Os Ministros dos 34 países, reunidos na capital da Flórida, reconheceram em sua “Declaração Ministerial”, a “significativa contribuição que a integração econômica, inclusive a Alca, aportará à consecução dos objetivos previstos na Cúpula das Américas: fortalecimento da democracia, criação de prosperidade e realização do potencial humano.”

Em resumo, reiteraram dois aspectos que gostaria de destacar:

a - O primeiro deles é que “a negociação da Alca continuará a levar em conta a ampla agenda social e econômica contida nos documentos já elaborados pela Cúpula.

           O SR. PRESIDENTE (Mão Santa) - Senador Tourinho, peço a V. Exª permissão para prorrogar a sessão - com previsão de encerramento após quatro horas de duração -, para que V. Exª apresente o seu trabalho.

           O SR. RODOLPHO TOURINHO (PFL - BA) - Muito obrigado, pela sua atenção e consideração, Sr. Presidente.

           Mas, eu dizia que, com o objetivo de contribuir para elevar os níveis de vida, incrementar o emprego e melhorar as condições de trabalho de todos os povos das Américas, fortalecendo o diálogo social e a proteção social, melhorando os níveis de saúde e educação e, melhor, protegendo o meio ambiente e respeitando e valorizando a diversidade cultural.

           b - Em segundo lugar, reiteraram que “a Alca pode coexistir com acordos bilaterais e sub-regionais, na medida em que os direitos e obrigações dispostos nesses acordos não estejam cobertos ou excedam os direitos e obrigações da Alca; que também será compatível com as normas e disciplinas da Organização Mundial do Comércio (OMC). “ E que “os compromissos assumidos pelos países da Alca devem ser compatíveis com os princípios da soberania dos Estados e respectivos textos constitucionais.”

Estão aí pois sumarizados os pressupostos do que vem sendo considerando, por analistas da conjuntura e pela mídia internacional e nacional como um todo, um êxito do processo negociador na tentativa de concluir as negociações para a constituição da área de livre comércio até janeiro de 2005. Não há como não fazê-lo, em se considerando o fracasso da reunião anterior, do Comitê de Negociações Comerciais (CNC), em Port-of-Spain, que vislumbrou o impasse pelo acirramento de posições e a ausência de pragmatismo, em um contexto pontilhado de querelas dogmáticas e ideológicas.
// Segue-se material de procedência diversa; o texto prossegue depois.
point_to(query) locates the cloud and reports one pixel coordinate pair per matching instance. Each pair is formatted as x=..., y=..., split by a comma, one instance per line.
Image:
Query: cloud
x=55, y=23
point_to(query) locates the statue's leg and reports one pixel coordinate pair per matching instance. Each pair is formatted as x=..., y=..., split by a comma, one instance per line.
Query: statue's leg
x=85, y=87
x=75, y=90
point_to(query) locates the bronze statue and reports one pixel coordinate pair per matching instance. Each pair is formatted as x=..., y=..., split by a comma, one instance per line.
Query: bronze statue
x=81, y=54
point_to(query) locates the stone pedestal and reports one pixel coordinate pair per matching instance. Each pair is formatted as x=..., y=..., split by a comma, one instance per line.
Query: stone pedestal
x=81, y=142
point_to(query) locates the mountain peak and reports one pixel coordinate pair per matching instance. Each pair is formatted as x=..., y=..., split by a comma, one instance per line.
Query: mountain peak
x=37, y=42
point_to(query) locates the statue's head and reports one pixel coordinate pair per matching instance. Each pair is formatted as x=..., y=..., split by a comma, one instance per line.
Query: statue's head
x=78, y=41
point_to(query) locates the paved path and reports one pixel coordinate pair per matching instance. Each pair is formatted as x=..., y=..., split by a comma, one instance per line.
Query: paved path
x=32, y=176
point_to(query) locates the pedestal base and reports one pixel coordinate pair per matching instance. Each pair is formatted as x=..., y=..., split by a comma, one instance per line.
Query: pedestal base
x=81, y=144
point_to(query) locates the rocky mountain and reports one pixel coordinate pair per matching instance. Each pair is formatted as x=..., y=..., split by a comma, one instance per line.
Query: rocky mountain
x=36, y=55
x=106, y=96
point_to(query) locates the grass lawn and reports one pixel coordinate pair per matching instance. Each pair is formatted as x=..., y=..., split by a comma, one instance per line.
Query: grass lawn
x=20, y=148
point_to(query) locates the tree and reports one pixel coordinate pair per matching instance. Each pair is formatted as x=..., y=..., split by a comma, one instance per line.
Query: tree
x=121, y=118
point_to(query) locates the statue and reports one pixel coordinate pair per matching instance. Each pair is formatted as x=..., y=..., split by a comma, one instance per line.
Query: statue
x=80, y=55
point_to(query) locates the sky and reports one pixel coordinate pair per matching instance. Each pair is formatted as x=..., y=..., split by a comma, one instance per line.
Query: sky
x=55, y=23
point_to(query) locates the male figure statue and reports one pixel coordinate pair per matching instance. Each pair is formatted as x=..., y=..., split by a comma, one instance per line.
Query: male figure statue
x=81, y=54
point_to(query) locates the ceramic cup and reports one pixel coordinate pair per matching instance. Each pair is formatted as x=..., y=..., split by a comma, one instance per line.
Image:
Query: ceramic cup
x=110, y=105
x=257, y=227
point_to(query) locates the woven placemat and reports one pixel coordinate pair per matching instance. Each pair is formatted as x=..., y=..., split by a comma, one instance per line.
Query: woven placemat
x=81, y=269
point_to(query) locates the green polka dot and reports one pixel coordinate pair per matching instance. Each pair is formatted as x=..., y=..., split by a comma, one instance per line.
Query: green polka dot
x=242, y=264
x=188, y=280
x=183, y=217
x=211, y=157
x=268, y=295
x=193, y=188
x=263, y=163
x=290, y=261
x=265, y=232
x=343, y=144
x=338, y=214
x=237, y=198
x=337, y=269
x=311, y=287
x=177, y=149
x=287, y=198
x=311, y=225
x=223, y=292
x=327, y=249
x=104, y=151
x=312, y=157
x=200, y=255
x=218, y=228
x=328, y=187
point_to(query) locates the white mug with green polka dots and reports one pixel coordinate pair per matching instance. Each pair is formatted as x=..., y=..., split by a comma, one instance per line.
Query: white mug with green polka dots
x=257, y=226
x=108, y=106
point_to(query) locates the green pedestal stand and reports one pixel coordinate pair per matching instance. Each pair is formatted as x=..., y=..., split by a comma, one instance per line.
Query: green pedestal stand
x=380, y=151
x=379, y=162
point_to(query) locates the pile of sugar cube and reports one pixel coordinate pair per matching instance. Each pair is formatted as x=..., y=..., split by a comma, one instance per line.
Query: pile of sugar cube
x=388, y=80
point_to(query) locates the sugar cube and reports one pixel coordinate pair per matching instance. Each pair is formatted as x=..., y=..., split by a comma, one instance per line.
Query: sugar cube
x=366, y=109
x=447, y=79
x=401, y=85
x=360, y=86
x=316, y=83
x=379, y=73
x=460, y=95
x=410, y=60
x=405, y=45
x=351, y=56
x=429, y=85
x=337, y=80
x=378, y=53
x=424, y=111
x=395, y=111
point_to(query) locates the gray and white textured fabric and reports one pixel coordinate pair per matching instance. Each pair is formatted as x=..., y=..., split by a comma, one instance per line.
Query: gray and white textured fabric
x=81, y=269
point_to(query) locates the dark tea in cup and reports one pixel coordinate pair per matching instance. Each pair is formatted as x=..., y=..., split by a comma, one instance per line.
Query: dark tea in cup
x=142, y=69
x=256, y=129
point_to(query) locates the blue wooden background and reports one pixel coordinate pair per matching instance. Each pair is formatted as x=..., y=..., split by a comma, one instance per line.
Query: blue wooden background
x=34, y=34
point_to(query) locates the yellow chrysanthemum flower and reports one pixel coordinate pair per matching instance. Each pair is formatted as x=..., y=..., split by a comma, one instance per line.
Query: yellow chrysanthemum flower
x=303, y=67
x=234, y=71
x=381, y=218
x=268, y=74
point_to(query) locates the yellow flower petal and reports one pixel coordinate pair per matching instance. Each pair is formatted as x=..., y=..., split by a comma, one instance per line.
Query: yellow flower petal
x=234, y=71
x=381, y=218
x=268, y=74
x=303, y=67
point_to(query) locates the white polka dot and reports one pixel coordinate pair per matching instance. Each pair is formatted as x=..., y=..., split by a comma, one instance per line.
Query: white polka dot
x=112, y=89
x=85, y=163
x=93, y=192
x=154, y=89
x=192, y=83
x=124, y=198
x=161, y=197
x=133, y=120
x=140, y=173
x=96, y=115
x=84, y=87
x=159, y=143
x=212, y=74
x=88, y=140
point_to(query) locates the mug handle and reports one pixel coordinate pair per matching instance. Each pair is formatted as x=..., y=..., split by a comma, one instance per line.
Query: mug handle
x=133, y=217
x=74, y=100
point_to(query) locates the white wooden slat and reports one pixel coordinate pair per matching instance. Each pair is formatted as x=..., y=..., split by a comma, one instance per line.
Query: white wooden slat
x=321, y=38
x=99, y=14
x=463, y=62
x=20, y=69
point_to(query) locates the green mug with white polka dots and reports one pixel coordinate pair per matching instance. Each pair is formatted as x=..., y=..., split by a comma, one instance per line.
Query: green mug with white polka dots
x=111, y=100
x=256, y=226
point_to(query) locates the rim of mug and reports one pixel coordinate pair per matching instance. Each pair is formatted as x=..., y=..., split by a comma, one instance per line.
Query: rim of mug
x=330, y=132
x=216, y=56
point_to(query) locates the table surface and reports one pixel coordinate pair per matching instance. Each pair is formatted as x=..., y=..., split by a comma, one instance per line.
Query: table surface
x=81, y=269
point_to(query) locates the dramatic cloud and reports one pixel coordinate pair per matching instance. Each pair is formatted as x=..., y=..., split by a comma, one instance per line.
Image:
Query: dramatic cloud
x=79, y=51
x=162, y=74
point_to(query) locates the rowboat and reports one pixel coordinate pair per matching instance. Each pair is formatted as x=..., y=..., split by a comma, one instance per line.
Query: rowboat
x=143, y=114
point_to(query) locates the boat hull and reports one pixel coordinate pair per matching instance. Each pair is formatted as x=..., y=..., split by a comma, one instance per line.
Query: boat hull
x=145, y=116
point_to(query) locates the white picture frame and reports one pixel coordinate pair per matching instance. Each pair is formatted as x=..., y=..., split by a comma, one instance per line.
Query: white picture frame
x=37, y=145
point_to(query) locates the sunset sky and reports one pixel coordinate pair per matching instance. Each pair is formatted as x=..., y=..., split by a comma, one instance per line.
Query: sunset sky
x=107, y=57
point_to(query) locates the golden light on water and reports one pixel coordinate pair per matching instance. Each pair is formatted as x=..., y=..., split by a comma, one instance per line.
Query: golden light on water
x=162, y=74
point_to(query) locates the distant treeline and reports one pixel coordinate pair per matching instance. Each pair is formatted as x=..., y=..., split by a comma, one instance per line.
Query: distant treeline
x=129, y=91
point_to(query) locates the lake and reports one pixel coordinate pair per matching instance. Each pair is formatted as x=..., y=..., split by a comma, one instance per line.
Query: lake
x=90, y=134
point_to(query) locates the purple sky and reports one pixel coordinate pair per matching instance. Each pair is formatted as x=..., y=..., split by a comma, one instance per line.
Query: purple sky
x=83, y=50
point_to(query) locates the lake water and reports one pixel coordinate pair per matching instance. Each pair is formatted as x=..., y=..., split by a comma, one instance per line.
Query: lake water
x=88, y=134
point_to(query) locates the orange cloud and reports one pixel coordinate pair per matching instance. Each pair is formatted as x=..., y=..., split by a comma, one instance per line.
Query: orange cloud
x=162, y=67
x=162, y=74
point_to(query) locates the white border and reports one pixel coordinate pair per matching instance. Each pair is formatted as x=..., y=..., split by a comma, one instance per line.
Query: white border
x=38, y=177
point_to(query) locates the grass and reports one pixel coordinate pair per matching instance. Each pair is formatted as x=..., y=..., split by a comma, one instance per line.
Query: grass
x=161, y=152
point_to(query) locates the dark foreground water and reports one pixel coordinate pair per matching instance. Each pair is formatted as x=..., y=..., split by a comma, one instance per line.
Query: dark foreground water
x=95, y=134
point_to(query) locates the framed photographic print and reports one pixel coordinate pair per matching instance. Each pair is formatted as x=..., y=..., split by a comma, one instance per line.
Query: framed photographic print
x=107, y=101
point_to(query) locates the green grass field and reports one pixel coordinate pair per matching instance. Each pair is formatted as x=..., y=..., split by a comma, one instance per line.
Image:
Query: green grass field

Pano de fundo obviamente inadequado para tratar de temas de comércio, assunto vital para os interesses brasileiros.

Alcançou-se em Miami, portanto, um entendimento mínimo possível, sob pena de repetirmos a cena de Port-of-Spain. A diplomacia brasileira está de parabéns, pois agiu desta feita á luz de suas tradições e pragmatismo de resultados. Os Estados Unidos recuaram sim, é verdade; mas levados pela realidade dos fatos políticos do momento, sobretudo por sediarem o palco das tratativas e se lembrarem bem do que representou o fiasco da reunião da Organização Mundial do Comércio, no seu território, em Seattle (1999).
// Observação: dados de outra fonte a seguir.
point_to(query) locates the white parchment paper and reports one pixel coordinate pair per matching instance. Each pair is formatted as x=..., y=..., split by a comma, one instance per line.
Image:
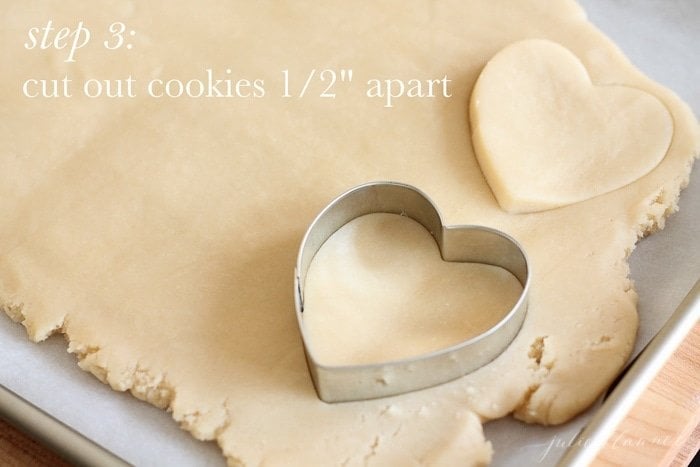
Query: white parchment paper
x=660, y=37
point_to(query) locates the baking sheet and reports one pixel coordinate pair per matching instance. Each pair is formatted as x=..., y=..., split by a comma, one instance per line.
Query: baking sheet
x=660, y=37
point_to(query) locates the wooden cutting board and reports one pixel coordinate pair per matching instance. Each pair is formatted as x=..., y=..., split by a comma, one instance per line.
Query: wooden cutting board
x=663, y=427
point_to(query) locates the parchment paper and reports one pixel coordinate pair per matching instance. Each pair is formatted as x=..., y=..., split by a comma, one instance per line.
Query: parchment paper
x=659, y=37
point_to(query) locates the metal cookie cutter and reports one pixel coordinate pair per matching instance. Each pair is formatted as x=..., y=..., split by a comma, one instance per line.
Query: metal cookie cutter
x=460, y=243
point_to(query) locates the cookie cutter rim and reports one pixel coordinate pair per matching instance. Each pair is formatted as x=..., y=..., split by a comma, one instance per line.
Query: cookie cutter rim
x=456, y=243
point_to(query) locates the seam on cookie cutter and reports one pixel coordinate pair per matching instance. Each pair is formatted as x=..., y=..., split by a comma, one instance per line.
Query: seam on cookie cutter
x=457, y=243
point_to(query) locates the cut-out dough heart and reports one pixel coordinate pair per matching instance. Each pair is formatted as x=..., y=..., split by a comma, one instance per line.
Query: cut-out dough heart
x=545, y=136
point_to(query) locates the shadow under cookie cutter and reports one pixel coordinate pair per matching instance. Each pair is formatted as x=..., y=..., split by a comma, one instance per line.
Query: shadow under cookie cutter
x=458, y=243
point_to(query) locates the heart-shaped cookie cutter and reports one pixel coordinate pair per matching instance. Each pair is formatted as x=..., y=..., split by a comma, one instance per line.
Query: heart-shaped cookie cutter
x=457, y=243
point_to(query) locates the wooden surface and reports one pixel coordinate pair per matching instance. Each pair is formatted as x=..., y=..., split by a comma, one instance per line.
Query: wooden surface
x=663, y=427
x=19, y=450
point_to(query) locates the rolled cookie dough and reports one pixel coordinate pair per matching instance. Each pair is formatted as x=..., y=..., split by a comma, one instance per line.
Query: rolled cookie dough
x=159, y=235
x=378, y=290
x=545, y=136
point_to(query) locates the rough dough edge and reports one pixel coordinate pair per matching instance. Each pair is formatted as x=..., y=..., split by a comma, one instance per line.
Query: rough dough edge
x=139, y=381
x=659, y=206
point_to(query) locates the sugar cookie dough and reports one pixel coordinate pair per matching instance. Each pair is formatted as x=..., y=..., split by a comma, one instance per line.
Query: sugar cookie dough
x=545, y=136
x=160, y=236
x=378, y=290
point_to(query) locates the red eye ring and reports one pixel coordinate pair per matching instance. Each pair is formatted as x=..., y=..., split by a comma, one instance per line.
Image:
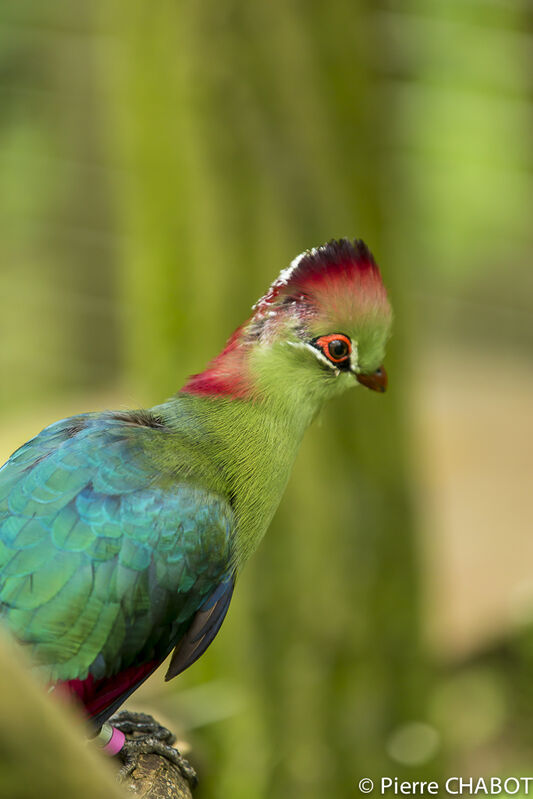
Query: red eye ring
x=329, y=346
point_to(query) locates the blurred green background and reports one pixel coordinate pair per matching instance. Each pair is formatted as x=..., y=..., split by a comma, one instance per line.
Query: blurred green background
x=160, y=163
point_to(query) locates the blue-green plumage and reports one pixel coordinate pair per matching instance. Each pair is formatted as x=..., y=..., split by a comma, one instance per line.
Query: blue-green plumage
x=121, y=533
x=103, y=561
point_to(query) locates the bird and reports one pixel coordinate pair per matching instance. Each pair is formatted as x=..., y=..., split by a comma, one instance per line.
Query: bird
x=122, y=533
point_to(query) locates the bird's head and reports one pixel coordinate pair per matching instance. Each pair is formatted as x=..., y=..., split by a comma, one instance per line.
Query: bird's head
x=328, y=313
x=321, y=327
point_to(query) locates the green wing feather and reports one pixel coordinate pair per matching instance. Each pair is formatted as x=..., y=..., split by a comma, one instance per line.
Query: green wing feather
x=102, y=564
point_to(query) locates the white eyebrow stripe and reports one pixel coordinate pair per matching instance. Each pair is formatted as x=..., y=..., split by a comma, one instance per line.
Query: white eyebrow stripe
x=316, y=352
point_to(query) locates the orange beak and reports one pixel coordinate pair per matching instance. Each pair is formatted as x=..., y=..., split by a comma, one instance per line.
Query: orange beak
x=377, y=381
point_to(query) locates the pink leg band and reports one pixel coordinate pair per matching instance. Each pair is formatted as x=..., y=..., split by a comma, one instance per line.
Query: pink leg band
x=115, y=743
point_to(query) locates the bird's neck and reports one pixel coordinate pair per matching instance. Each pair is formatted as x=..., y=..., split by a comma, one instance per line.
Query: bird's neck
x=251, y=440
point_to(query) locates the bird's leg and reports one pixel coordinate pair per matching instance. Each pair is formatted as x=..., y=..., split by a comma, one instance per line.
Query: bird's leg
x=129, y=735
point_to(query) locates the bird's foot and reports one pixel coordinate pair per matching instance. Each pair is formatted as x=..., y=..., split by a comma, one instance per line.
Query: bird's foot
x=144, y=736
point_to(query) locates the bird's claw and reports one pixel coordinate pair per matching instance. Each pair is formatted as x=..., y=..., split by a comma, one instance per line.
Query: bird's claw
x=147, y=737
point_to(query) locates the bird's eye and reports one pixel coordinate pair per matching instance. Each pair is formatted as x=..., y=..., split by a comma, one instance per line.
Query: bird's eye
x=336, y=347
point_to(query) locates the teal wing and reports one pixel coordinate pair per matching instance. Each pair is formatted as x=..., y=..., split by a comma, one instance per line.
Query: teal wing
x=101, y=565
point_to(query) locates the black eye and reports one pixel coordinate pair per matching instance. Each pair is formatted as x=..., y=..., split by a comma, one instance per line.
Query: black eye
x=338, y=349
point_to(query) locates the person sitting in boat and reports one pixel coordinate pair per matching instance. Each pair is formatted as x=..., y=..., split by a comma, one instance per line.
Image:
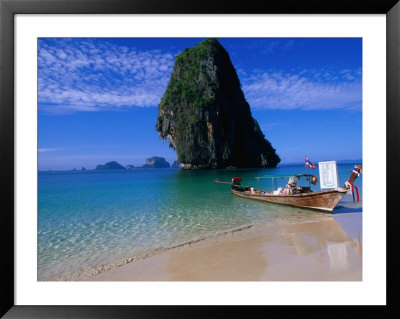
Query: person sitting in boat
x=291, y=186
Se por um lado, prevaleceu o bom senso e o entendimento para alcançar um texto minimamente consensual, por outro, resta a incerteza quanto aos possíveis desdobramentos em janeiro de 2005. Se os Estados Unidos abdicaram da sua insistência de incluir seus temas de predileção nas discussões, ou seja, serviços, investimentos, compras governamentais e propriedade intelectual, o Brasil também viu fora delas suas proposições de maior interesse, ou seja, os três pilares da negociação agrícola: 1) redução do apoio interno aos produtores rurais; 2) subsídios às exportações; e 3) acesso a mercados. Assuntos esses todos, em tese, agora remetidos para discussão ou na órbita da OMC ou em eventuais acordos bilaterais a serem assinados entre os membros da área de livre comércio, sem obrigações extensivas a todos.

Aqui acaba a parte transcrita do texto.